In it, HRW defends Garlasco by claiming that he is merely a history buff:
“To imply that Garlasco’s collection is evidence of Nazi sympathies is not only absurd but an attempt to deflect attention from his deeply felt efforts to uphold the laws of war and minimize civilian suffering in wartime,” the statement read. “These falsehoods are an affront to Garlasco and thousands of other serious military historians.”
Garlasco clearly has Nazi sympathies—why else would so much of his time be devoted to collecting and writing about Nazi paraphernalia? This does not mean that he sympathizes with the Final Solution, although Garlasco surely is capable of understanding why people find it difficult to fathom how someone could be such an enthusiast for Nazi memorabilia while maintaining a proper abhorrence of the Nazi genocidal project. Garlasco, after all, makes his living as a human-rights activist.

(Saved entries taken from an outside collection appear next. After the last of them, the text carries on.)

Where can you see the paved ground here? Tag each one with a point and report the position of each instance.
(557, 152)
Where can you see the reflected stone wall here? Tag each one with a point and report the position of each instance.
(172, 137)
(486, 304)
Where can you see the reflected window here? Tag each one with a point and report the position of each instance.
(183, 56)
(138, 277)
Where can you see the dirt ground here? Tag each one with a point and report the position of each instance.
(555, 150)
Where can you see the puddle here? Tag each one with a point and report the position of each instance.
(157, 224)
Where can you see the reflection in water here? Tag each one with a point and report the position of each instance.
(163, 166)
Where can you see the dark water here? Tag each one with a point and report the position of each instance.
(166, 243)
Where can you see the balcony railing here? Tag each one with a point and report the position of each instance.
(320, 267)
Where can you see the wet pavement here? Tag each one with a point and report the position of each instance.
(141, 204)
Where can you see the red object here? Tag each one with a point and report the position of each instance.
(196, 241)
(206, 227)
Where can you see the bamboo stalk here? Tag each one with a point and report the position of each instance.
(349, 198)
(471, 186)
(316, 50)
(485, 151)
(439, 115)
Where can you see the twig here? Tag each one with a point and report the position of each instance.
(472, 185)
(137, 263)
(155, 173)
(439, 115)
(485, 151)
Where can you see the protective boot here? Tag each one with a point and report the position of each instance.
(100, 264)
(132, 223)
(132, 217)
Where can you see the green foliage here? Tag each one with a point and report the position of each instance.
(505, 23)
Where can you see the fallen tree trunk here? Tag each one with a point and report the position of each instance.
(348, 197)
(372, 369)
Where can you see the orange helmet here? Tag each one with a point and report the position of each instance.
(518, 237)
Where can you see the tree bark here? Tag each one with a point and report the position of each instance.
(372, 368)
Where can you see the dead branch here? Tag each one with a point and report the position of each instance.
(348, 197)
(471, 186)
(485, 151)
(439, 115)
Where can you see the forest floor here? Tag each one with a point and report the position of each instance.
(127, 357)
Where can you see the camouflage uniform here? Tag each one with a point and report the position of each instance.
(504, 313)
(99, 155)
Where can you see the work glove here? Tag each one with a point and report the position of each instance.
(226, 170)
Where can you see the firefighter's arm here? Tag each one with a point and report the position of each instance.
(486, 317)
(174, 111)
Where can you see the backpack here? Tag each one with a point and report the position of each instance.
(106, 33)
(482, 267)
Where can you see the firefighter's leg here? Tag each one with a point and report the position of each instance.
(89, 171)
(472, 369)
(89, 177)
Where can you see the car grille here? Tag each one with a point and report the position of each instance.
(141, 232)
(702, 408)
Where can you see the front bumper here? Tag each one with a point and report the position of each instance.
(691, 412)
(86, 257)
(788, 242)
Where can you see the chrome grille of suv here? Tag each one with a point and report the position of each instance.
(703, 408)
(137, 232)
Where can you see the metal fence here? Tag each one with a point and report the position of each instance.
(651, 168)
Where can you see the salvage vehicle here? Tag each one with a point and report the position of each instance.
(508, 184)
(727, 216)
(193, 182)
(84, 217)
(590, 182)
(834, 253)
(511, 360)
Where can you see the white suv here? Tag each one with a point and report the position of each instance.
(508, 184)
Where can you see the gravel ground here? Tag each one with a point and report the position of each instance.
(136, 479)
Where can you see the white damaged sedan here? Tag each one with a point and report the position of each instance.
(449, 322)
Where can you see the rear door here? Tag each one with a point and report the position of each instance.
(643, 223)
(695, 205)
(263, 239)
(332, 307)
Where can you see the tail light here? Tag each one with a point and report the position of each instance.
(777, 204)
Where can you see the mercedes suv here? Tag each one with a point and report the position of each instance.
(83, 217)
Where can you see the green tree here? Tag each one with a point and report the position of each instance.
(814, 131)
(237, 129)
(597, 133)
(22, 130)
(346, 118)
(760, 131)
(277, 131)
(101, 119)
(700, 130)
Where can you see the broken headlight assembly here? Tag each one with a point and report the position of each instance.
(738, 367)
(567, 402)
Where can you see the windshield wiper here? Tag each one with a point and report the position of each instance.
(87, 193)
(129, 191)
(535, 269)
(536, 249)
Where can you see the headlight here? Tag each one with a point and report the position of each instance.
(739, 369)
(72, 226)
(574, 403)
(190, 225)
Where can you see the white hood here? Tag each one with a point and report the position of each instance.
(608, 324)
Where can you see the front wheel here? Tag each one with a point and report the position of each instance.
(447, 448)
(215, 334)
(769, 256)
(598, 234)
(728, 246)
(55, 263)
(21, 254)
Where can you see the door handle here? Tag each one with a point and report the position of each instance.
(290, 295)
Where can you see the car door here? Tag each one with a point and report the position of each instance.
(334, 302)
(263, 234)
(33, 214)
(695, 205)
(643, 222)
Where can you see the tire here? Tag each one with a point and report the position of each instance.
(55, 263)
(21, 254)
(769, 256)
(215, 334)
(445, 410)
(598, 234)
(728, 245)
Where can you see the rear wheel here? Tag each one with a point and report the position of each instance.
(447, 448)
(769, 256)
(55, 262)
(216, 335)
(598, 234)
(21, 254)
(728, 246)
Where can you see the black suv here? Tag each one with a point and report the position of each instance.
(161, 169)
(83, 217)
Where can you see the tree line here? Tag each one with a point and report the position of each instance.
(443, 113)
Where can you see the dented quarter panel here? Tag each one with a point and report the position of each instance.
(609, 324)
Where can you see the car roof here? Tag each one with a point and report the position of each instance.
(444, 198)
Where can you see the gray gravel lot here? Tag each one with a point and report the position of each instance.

And then there are things that do indeed undermine one’s confidence that Garlasco understands the moral significance of the Nazis. Here he is in a 2005 post on the “Wehrmacht Awards” forum gushing over a particularly vile item of clothing:
That is so cool! The leather SS jacket makes my blood go cold it is so COOL!
These are certainly not the words of a “serious military historian,” as HRW characterizes him. They appear rather more like the words of someone with sympathies.